02 Mar International Women's History Month!
PINC is celebrating International Women's History Month and since we are coming off of Black History Month, and we’re going to celebrate our nation’s most influential African-American Women past and present.
Rosa Parks, February 4, 1913-October 24, 2005
“People always say that I didn’t give up my seat because I was tired, but that isn’t true…No the only tired I was, was tired of giving in.” –R. Parks
Born in Tuskegee, Alabama, Rosa Parks is often noted as the ‘First Lady of Civil Rights.’ She became an icon of the civil rights movement after her refusal to give up her seat for a white passenger, spurring the year-long Montgomery Bus Boycott. Her actions of civil disobedience helped to lead to the Browder v. Gayle federal ruling, which rendered Montgomery bus laws or segregation unconstitutional. Rosa Parks continued to actively work as a leader of the civil rights movement, working closely with the likes of Dr. Martin Luther King Jr., and civil rights organizations such as the NAACP.
Maya Angelou, April 4, 1928-May 28, 2014
“If you are always trying to be normal, you will never know how amazing you can be.” –M. Angelou
Originally born Marguerite Annie Johnson in St. Louis, Missouri, Maya Angelou is known to be one of the most renowned and influential African-American writers of our time. Her powerful story of her struggle through abuse and prostitution all perpetuate her poetic voice and insight, with one of her most emotionally raw publications, I Know Why the Caged Bird Sings eventually propelling her to a state of national recognition. She was an active member of the Civil Rights movement, working with both Dr. King and Malcolm X. She is the author of a seven-series autobiography, as well as several essay and renowned poetry works, and continued on as a writer and political activist until her death in 2014.

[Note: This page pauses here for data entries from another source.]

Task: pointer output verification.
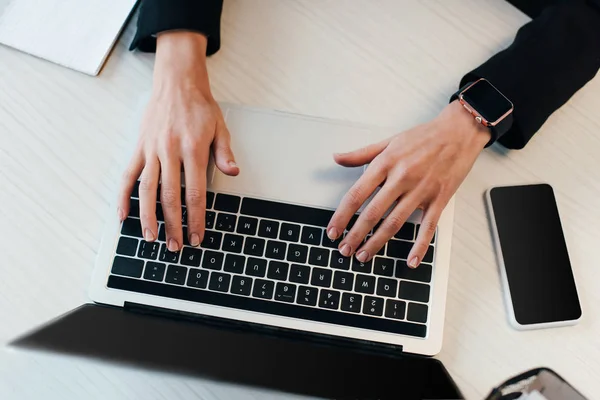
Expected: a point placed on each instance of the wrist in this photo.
(181, 62)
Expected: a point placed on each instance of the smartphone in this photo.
(539, 286)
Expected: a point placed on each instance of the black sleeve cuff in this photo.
(551, 58)
(203, 16)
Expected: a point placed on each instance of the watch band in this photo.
(497, 131)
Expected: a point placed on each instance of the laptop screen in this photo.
(238, 355)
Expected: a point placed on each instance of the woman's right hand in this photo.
(181, 125)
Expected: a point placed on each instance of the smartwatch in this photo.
(488, 105)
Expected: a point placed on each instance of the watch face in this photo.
(487, 100)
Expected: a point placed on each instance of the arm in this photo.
(551, 58)
(201, 16)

Oprah Winfrey, January 29, 1954-Present
“It doesn’t matter who you are, where you come from. The ability to triumph begins with you. Always.” –O. Winfrey
Born to humble beginnings in Kosciusko, Mississippi, Oprah Winfrey rose to become one of the most influential media moguls and television personalities of our time. She was the host of the famous Oprah Winfrey Show, a series that attracted hundreds of authors, singers, actors, and other influential personnel, as well as holding a viewer audience encompassing millions. She is the founder and CEO of herleading Harpo Productions and Oprah Winfrey Network, her multilateral career also includes multiple movie roles, her most famous being her role as the character Sofia in The Color Purple, for which she was nominated for an Academy Award, and, more recently, The Butler and Selma, both movies encompassing the pinnacle of the African American Civil Rights movement of the 1960s. She has topped the Forbes list multiple times, having been named the wealthiest and most influential African-American figures, with a recent net worth comprising of $3Billion. Though her award-winning Oprah Winfrey Show ended in September of 2011, she continues to serve as an innovative media mogul and leading philanthropist.

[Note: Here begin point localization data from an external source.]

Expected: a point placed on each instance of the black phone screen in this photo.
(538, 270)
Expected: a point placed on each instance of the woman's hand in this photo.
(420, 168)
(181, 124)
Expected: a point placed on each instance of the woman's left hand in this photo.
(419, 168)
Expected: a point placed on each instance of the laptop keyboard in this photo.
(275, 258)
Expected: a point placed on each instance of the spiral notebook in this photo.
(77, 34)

Michelle Obama, January 17, 1964-Present
“When you’ve hard, done well, and walked through that doorway of opportunity, you do not slam it shut behind you. You reach back, and you give folks the same chances that helped you succeed.” –M. Obama
Born in Chicago, Illinois as Michelle LaVaughn Robinson, the present Michelle Obama is much more than just a leading First Lady. Though Mrs. and President Obama made history as the first African-American President and First Lady, her own personal career is a force to be reckoned with. A graduate of Princeton University and Harvard Law School. After corporate law she entered a career in public service shortly before her marriage to President Obama, and began working as assistant to the Chicago Mayor at the time. She eventually ascended to the position of assistant commissioner of planning and development, and was then named executive director of the Public Allies Chicago sector. In 2002, she became an executive director for the University of Chicago Hospitals, eventually becoming vice president on the board of the Chicago council of Global Affairs and the University of Chicago Laboratory Schools. Aside from a successful career, Mrs. Obama has also managed to maintain a balanced family life, supporting her husband’s two presidential campaigns while also managing her duties as the First Lady and, most importantly, a wonderful mother and role model.